Il governo che perde i pezzi

15 Lug 2010

Il caso Cosentino, dopo quelli di Brancher e Scajola, è forse il più torbido. La maggioranza sanguina, anche se Berlusconi ostenta sicurezza. Il problema però è un altro: il sistema di potere messo allo scoperto dalle inchieste

Sembra di vivere i momenti della “fine di un regno”. Le inchieste dilagano, scoperchiando un perverso sistema di rapporti tra politica e malaffare, e ogni giorno il governo perde pezzi. La sequenza è impressionante. Prima, il ministro Scajola, costretto a dimettersi tra l’ilarità generale perché non sapeva spiegare chi, a sua insaputa, gli avesse pagato l’appartamento. Poi, il ministro Brancher, al quale era stato assegnato un “dicastero del nulla”, solo per evitargli le insidie di un processo grazie al legittimo impedimento. E, ora, il sottosegretario Cosentino , travolto dall’affare della nuova P2 (o della P3), dopo che era riuscito fin qui a schivare le accuse di camorra e la conseguente richiesta d’arresto avanzata dagli inquirenti. Sono tutti uomini vicini al premier, strategici per la sua azione. Che il Cavaliere è stato costretto a sacrificare. E il caso Cosentino, dopo i casi Scajola e Brancher, è probabilmente il più torbido. Costringendo alle dimissioni il sottosegretario all’Economia, Berlusconi ha evitato che la compagine governativa si infrangesse sugli scogli di una mozione di sfiducia. Ma le ferite si sono fatte più sanguinose per la maggioranza, avendo avuto un ruolo decisivo, in questa vicenda, il presidente della Camera Fini e i deputati che gli sono rimasti fedeli. Cresce, dunque, la voglia di rivalsa. Si agitano progetti di vendetta. Ma dilaga anche la paura per il verminaio che si va progressivamente scoperchiando e travolge uomini finora considerati “intoccabili”. La domanda circola minacciosa nei corridoi di Momtecitorio: “Chi sarà il prossimo?”.
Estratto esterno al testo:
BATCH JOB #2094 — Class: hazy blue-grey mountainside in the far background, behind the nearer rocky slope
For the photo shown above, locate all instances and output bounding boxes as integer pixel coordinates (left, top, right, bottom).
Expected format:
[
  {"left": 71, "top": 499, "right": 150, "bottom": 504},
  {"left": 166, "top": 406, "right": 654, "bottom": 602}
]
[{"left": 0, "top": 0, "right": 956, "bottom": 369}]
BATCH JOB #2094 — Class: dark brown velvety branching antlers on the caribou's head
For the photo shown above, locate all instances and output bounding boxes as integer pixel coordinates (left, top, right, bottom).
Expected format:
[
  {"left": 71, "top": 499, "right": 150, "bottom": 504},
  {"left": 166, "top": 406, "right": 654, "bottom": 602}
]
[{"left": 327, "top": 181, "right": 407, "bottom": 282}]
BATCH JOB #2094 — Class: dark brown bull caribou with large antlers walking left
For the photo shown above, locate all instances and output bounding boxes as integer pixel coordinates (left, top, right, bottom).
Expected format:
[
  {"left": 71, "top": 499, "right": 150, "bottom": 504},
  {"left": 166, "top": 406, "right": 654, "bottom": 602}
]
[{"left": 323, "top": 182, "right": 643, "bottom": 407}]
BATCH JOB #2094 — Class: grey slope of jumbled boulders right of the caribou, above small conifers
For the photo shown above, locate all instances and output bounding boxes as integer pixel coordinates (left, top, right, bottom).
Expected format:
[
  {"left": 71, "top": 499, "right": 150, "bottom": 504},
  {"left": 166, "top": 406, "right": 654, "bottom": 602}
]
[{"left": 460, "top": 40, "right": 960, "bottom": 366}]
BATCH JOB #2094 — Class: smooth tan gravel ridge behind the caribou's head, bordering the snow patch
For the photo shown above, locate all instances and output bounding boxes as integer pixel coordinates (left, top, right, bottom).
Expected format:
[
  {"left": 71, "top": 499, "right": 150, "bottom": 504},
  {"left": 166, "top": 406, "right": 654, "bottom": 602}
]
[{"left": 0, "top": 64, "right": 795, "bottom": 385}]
Berlusconi ostenta sicurezza. Alza la voce contro l’opposizione “comunista” e i giudici. Ma è costretto a stare sulla difensiva. E, quando è necessario, cede. Cede sugli uomini da sacrificare, pur di non cedere sulla difesa dei suoi interessi. Ci sono le solite anime candide che gli riconoscono d’aver fatto la scelta giusta, inducendo il sottosegretario Cosentino alle dimissioni, come se non fosse stato lui a sceglierlo e a proteggerlo. Ci sono i soliti mediatori che confidano di poter trovare ancora una via d’uscita, individuandola in un compromesso tra il Cavaliere e Fini, in un armistizio da siglare prima che la guerra travolga i due cofondatori del Pdl. Sull’altro fronte della maggioranza, si può sentire la voce dei pasdaran. Quelli che offrono l’immagine di un Cavaliere ancora saldo in sella. Convinto, a questo punto, di dover usare l’arma del voto. Anticipandolo alla primavera prossima, quando i suoi avversari non si sono ancora organizzati e c’è dunque la possibilità di bissare il successo di due anni fa.
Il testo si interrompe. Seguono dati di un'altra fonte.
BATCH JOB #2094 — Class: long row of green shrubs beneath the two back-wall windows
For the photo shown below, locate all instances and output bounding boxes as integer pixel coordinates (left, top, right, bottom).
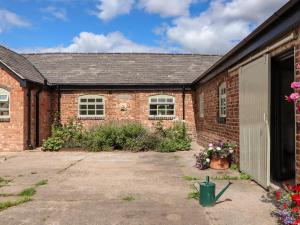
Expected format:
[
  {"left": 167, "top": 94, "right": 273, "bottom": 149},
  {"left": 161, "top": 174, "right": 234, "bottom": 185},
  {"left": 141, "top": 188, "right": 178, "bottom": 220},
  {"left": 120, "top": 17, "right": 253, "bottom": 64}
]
[{"left": 42, "top": 120, "right": 191, "bottom": 152}]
E’ possibile che Berlusconi, messo alle strette, punti le sue carte sul tavolo dell’azzardo e dell’avventura. Farà bene, quindi, l’opposizione di centrosinistra a mantenere i nervi saldi. Ma si guardi, soprattutto, dall’entrare nei giochi e giochetti da sottoscala della politica. Si guardi dal raccogliere l’appello alla cautela, e alla politica del “passo per passo”, formulato in nome dell’emergenza. Non bastano le dimissioni di questo o quel ministro. Non bastano le trattative per cambiare qualche norma della legge anti-intercettazioni o le aperture del governo verso il Quirinale. La situazione del Paese supera gli schemi della normalità politica. Il problema è un altro. Riguarda il vero e proprio sistema di potere messo allo scoperto dalle inchieste. Un metodo di governo che mescola politica e affari generando corruzione, che viola sistematicamente le regole attraverso lo scambio dei favori e la distribuzione delle tangenti. E’ questa la visione agghiacciante che ci offre la gestione berlusconiana del potere. Una condizione di permanente illegalità, che mina le fondamenta della nostra vita democratica. E alla quale bisogna opporsi con intransigenza. Sapendo che ci sono battaglie da condurre sino in fondo, al di là dei numeri.